Di samping itu, ada juga mustahik yang sepertinya dalam satu tempat sudah tidak ada. Dan ini perlu ditinjau kembali. Dalam konteks Indonesia saat ini, kemiskinan dan pengangguran adalah permasalahan yang cukup rumit. Dan ditambah lagi banyaknya buruh yang di PHK karena perusahaan pailit.
Informasi dari data Badan Pusat Statistik (BPS) periode Agustus 2024 menyebutkan ada 7,74 juta warga yang menjadi pengangguran. Kemudian kemiskinan ada diangka 24,06 juta orang.
Korban PHK Termasuk Mustahik?
Korban PHK adalah mereka yang sudah tidak punya pekerjaan, baik itu untuk memenuhi kebutuhan pribadi lebih-lebih untuk kebutuhan keluarga.
Data dari Kementrian Ketenagakerjaan periode Desember 2024 menunjukkan ada kurang lebih 80.000 buruh yang terkena Pemutusan Hubungan Kerja (PHK).

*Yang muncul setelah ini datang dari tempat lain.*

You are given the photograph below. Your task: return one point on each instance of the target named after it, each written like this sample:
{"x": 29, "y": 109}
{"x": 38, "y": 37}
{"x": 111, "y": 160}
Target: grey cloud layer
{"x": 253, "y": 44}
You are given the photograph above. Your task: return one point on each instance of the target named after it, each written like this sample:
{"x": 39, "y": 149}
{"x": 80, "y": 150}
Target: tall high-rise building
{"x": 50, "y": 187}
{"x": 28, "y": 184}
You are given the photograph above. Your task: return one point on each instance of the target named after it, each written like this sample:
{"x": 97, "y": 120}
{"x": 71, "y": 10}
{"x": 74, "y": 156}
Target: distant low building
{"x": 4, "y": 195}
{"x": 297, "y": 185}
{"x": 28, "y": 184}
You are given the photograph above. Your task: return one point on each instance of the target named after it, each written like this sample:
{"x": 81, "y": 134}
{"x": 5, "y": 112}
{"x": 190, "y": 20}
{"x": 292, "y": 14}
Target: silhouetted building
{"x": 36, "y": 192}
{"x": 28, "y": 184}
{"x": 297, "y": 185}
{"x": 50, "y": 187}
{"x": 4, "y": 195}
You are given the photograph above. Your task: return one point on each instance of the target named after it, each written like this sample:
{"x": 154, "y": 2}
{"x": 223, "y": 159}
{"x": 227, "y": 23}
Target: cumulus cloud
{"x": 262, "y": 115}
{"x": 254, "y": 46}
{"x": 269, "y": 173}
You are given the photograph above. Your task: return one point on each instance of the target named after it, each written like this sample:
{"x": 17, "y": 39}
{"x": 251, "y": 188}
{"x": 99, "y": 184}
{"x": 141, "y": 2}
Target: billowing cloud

Dan diawal tahun ini kita menyaksikan gelombang PHK yang terjadi pada perusahaan Tekstil terbesar di Indonesia yaitu PT Sritex. Tangis haru bercampur kecewa mengiringi pemberhentian kerja ribuan buruh yang sudah puluhan tahun bekerja.
Hal yang paling mengkhawatirkan bagi mereka yang sudah tidak bekerja adalah bisa saja terjerumus ke dalam fase kemiskinan ataupun terjerat utang untuk memenuhi kebutuhan sehari-hari. Apalagi saat ini harga kebutuhan pokok semakin meroket. Ditambah lagi banyak buruh korban PHK yang tidak memiliki jaminan BPJS, jaminan Hari Tua atau pun pesangon.
Jika dimaknai kembali Qs at-Taubah ayat 60 di atas korban PHK memiliki hubungan ‘maknawi’ dengan term وَالْمَسَاكِينِ (miskin) dan وَالْغَارِمِينَ (orang-orang yang berutang).
Sebagaimana dalam Tafsir Kementrian Agama RI, jika kata miskin diartikan sebagai orang yang punya pekerjaan tapi tidak bisa memenuhi kebutuhan hidupnya secara layak lalu bagaimana dengan korban PHK yang sudah jelas workless? Dan tidak ada jaminan untuk mendapatkan pekerjaan kembali?
Bagi yang berfikiran jangka pendek, pinjaman online (pinjol) adalah satu solusi untuk menopang kehidupan sehari-hari. Namun sayangnya pinjol juga menimbulkan banyak mudharat.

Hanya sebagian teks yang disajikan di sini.